Culture Project's THE EXONERATED Extends Through December 2
Culture Project (Allan Buchman, Founder & Artistic Director), in association with Innocence Project, Marc & Steven Kaplan, and Cheryl Wiesenfeld, has announced a 4-week extension of the acclaimed 10th anniversary production of the hit award-winning play, The Exonerated, written by Jessica Blank and Erik Jensen. New block of tickets now on sale through December 2nd at Culture Project (45 Bleecker Street at Lafayette Street) where performances began September 15th.
In addition, Culture Project welcomes Trudie Styler (actress, film producer, director, human rights activist, environmentalist and UNICEF Ambassador) to the rotating cast October 16-21. She joins previously announced Steve Earle (The Revolution Starts…Now, Grammy Award), Joe Morton (Raisin), Martin Short (The Goodbye Girl), and exoneree Kerry Max Cook, whose story is shared in the play. (Mr. Short will appear as Kerry Max Cook for three performances only Oct 16, 17 & 18; Mr. Cook will portray himself October 19, 20 & 21)

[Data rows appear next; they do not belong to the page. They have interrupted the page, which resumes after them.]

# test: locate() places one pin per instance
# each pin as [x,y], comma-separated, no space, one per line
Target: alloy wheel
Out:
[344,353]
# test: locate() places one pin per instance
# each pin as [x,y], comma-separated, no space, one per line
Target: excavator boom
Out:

Schedule for upcoming rotating cast members:
Directed by Bob Balaban (Gosford Park), the core non-rotating company of six includes Jim Bracchitta (Gypsy) as Prosecutor 2. Amelia Campbell (Our Country’s Good, A Streetcar Named Desire) as Sandra Cook, Bruce Kronenberg as Prosecutor 1, Curtis McClarin (Bring in 'Da Noise, Bring in 'Da Funk) as David Keaton, April Yvette Thompson (Clybourne Park) as Georgia Hayes, and JD Williams (“The Wire,” “Oz”) as Robert Earl Hayes. They have been joined onstage by rotating cast members Stockard Channing, Brian Dennehy, John Forté, Kathryn Grody, Delroy Lindo, Lyle Lovett, Richard Masur, Michael McKean, Chris Sarandon, Brooke Shields, Danton Stone, and exoneree Sunny Jacobs, whose story is shared within the play.
2012 marks the 10th anniversary of Culture Project’s New York premiere of The Exonerated, a ground breaking dramatization of the real-life stories of six individuals who were sentenced to death and later freed amidst overwhelming evidence of their innocence. It is a powerful play culled from interviews, letters, transcripts, case files and court records of individuals on death row. As timely as ever, The Exonerated is once again poised to increase visibility and to create a sense of urgency as part of a rising movement to restore justice to a system that has shown itself time and again to be deeply flawed. Since 1989, when the first DNA exoneration took place, an additional 292 post-conviction DNA exonerations have been won in 36 states.